#time warner

David Carr and Ravi Somaiya on the spin-off of Time Inc. from Time Warner:

The new entity will start off with $1.3 billion in debt, including $600 million that will go toward a one-time cash dividend to Time Warner shareholders. That stands in stark contrast to Rupert Murdoch’s News Corporation, which was given a $2 billion cash cushion when it was spun off into a separate company last year. At approximately three times earnings, Time Inc.’s debt is high-risk, and Moody’s has rated it at less than investment grade.

As recently as 2006, Time Inc. produced about $1 billion in earnings, a figure that is now down to $370 million. Revenue has declined in 22 of the last 24 quarters, which has tried the patience of both investors and Jeffrey L. Bewkes, Time Warner’s chief executive.

I’m a bit late to this, but there are a couple staggering things here. Earnings have been sliced by almost two-thirds — in just eight years. And the amount of debt they’re saddling this thing with seems absolutely insane. It’s really hard to see how Time Inc. exists in ten years. Maybe even five.

David Carr spoke with law professor Susan Crawford about her new book about the telecom industry:

In a recent conversation, she explained that wired and wireless connections, building blocks of modern life, are now essentially controlled by four companies. Comcast and Time Warner have a complete lock on broadband in the markets they control, covering some 50 million American homes, while Verizon and AT&T own 64 percent of cellphone service. Don’t get her started on the Comcast-NBCUniversal merger unless you have some time on your hands.

“They have acted in parallel to exclude competitors and used every lever they had to gain control over their markets. My whole book is essentially an argument to buy stock in cable companies,” she said with a laugh.

Her main argument is not that these giant companies are evil, but rather that they’ve perfected the art of dominating their industries, with the government doing little to stop it — which is ultimately going to hurt us all.

Nice NYT Q&A with Steve Case by Adam Bryant. On the topic of “what he would have done differently” after the AOL/Time Warner merger:

One would be that if we’d brought these companies together — and I say this somewhat in jest, but it makes a point — we should have fired the top 50 executives, myself included, and hired 50 new executives who brought new perspectives and could look at this through the focus on the future, not in the rearview mirror. It would have done better. There is a reason why that happens whenever a new president is elected. They bring in an entirely new team to get behind their vision and execute that vision. If it were the same 50 people from the prior administration being asked to implement new policies for the new president, it would not work.

An interesting way to think about a mega-merger: combine the assets and get new blood in there to run it.

After my post last night about HBO breaking its cable addiction, a number of you pointed out that this will never happen because HBO is owned by Time Warner.

That’s true — but remember that Time Warner Cable hasn’t been affiliated with Time Warner since 2009. They share a name (which they use under license), but they’re a completely independent company.
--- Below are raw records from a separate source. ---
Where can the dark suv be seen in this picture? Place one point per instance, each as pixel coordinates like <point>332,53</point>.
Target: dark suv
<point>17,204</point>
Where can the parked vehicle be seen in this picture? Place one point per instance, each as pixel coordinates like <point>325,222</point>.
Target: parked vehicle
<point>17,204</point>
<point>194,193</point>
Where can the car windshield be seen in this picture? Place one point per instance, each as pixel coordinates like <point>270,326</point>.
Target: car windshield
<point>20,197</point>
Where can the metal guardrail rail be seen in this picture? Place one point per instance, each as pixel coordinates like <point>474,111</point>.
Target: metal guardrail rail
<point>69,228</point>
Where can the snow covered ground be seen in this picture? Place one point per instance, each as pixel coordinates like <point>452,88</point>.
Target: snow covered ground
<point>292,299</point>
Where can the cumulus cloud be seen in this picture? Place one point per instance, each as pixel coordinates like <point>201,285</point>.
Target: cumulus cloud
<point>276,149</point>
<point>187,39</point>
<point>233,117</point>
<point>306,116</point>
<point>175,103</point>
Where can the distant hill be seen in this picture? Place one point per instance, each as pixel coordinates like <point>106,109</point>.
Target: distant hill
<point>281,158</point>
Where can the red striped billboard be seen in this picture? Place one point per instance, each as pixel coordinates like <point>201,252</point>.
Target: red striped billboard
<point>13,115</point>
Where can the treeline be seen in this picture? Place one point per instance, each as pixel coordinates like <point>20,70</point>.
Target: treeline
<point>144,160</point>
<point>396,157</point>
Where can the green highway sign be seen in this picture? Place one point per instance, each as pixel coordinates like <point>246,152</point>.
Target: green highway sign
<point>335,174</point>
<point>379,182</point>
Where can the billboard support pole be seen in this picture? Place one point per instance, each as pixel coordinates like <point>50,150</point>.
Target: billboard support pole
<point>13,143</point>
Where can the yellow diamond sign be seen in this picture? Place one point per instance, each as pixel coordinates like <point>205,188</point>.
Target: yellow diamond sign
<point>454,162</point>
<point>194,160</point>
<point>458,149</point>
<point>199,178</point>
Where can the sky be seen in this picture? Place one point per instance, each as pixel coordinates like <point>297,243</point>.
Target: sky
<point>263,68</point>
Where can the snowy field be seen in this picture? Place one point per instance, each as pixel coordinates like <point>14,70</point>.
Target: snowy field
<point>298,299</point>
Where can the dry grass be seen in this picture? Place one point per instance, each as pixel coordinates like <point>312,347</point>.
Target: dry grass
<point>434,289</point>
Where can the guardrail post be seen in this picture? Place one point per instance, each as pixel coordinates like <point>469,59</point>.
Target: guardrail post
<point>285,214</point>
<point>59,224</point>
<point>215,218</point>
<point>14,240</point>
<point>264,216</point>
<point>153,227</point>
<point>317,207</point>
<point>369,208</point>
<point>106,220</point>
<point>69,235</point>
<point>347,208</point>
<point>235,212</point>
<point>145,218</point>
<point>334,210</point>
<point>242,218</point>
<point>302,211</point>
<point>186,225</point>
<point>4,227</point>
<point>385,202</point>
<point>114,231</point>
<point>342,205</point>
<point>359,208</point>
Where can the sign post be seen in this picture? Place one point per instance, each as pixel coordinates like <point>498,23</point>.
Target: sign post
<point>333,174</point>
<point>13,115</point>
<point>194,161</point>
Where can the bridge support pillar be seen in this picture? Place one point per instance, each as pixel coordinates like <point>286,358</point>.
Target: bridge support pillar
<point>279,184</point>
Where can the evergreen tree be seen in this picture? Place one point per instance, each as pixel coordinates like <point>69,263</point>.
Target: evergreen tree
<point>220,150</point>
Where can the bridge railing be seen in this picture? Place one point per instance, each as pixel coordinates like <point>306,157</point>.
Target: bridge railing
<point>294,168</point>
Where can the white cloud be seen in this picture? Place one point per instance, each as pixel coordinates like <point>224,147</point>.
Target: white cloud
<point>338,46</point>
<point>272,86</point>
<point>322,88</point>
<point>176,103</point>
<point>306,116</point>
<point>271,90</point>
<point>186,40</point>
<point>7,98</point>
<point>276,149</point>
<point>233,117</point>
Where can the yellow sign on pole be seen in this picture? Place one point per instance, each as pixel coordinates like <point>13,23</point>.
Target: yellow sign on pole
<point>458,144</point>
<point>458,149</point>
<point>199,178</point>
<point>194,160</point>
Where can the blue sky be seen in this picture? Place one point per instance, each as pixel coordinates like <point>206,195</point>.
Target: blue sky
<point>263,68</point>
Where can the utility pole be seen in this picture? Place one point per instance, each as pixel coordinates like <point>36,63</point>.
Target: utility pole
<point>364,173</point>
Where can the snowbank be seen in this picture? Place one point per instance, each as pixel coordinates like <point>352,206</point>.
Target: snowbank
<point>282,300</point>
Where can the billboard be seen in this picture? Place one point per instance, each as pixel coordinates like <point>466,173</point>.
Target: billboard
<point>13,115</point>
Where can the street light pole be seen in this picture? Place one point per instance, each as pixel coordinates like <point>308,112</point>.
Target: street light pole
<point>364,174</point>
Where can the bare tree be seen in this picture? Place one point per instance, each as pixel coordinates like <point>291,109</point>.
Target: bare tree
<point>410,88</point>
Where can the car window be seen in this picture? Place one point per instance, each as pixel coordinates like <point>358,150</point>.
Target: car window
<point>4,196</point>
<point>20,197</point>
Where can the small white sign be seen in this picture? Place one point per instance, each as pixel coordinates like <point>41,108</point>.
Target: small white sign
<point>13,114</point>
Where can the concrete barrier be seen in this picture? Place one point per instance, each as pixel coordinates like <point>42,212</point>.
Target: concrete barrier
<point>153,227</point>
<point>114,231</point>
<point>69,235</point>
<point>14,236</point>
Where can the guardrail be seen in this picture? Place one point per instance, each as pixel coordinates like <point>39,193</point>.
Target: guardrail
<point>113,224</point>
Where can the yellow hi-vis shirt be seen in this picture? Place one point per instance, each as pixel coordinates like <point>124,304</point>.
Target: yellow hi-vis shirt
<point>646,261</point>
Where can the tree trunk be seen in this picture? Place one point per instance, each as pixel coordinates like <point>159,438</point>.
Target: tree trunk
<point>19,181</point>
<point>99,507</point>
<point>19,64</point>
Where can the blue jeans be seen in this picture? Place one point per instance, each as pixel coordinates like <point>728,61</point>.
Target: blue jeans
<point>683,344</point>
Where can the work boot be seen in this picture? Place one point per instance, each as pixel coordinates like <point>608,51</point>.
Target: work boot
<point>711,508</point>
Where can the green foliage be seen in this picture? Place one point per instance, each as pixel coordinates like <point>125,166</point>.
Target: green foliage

Time Warner owns HBO, not Time Warner Cable. 

If you want proof of just how unaffiliated the two are now, look no further than the fact that Time Warner Cable is only now getting HBO Go access. Comcast and a dozen other cable providers got access first as TW/TWC negotiations dragged on. 

So while it’s a bit confusing, HBO’s Time Warner parent shouldn’t hamper my plan. Time Warner should be looking towards the future, not their old cable subsidiary.